Ed "Rubberhead" Catapano

Charles Deats or Keats

Alfonse

Tuck it in your pocket. Leave it lying around, conspicuously. Somehow you lose it. Make "mislaid" jokes to yourself. Make another list.

whisper, "Don't go yet," as he glides out of your bed before sunrise and you lie there on your back, cooling, naked between the sheets and smelling of musky, oniony sweat. Feel gray, like an abandoned locker room towel. Watch him as he again pulls on his pants, his sweater, his socks and shoes. Reach out and hold his thigh as he leans over and kisses you quickly, telling you not to get up, that he'll lock the door when he leaves. In the smoky darkness, you see him smile weakly, guiltily, and attempt a false, jaunty wave from the doorway. Turn on your side, toward the wall, so you don't have to watch the door close. You hear it thud nonetheless, the jangle of keys and snap of the bolt lock, the footsteps loud, then fading down the staircase, the clunk of the street door, then nothing, all his sounds blending with the city, his face passing namelessly uptown in a bus or a badly heated cab, the room, the whole building you live in, shuddering at the windows as a truck roars by toward the Queensboro Bridge.

Wonder who you are.

"hi, this is attila," he says in a false deep voice when you pick up your office phone.

Giggle. Like an idiot. Say: "Oh, Hi, Hun."

Hilda turns to look at you with a what's-with-you look on her face. Shrug your shoulders.

"Can you meet me for lunch?"

Say: "Meet? I'm sorry, I don't eat meat."

"Cute, you're cute," he says, not laughing, and at lunch he gives you his tomatoes.

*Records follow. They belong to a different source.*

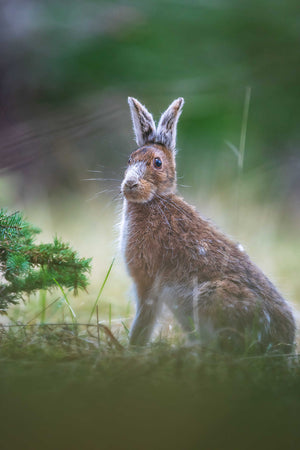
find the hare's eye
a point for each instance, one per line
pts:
(157, 163)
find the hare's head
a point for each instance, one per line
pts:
(151, 168)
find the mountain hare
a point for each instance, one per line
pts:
(177, 258)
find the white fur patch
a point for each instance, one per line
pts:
(201, 250)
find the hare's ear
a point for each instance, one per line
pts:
(143, 123)
(167, 126)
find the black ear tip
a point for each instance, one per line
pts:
(180, 101)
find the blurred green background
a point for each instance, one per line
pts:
(66, 70)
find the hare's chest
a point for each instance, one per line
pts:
(141, 248)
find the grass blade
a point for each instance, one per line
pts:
(73, 315)
(101, 289)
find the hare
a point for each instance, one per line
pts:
(177, 258)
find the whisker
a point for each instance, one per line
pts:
(101, 179)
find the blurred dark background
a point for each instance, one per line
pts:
(67, 68)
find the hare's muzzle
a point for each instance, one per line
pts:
(130, 184)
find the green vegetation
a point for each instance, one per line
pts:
(60, 390)
(67, 377)
(26, 267)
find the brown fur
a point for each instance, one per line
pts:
(176, 257)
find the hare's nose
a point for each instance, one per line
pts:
(131, 184)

Drink two huge glasses of wine and smile at all his office and mother-in-law stories. It makes his eyes sparkle and crinkle at the corners, his face pleased and shining. When the waitress clears the plates away, there is a silence where the two of you look down then back up again.

"You get more beautiful every day," he says to you, as you hold your wine glass over your nose, burgundy rushing down your throat. Put your glass down. Redden. Smile. Fiddle with your Phi Beta Kappa key.

When you get up to leave, take deep breaths. In front of the restaurant, where you will stride off in different directions, don't give him a kiss in the noontime throng. Patricia's office is nearby and she likes to go to the bank right around now; his back will stiffen and his eyes dart around like a crazy person's. Instead, do a quick shuffle-ball-chain like you saw Barbra Streisand do in a movie once. Wave gigantically and say: "Till we eat again."

In your office building the elevator is slow and packed and you forget to get off at the tenth floor and have to ride all the way back down again from the nineteenth. Five minutes after you arrive dizzily back at your desk, the phone rings.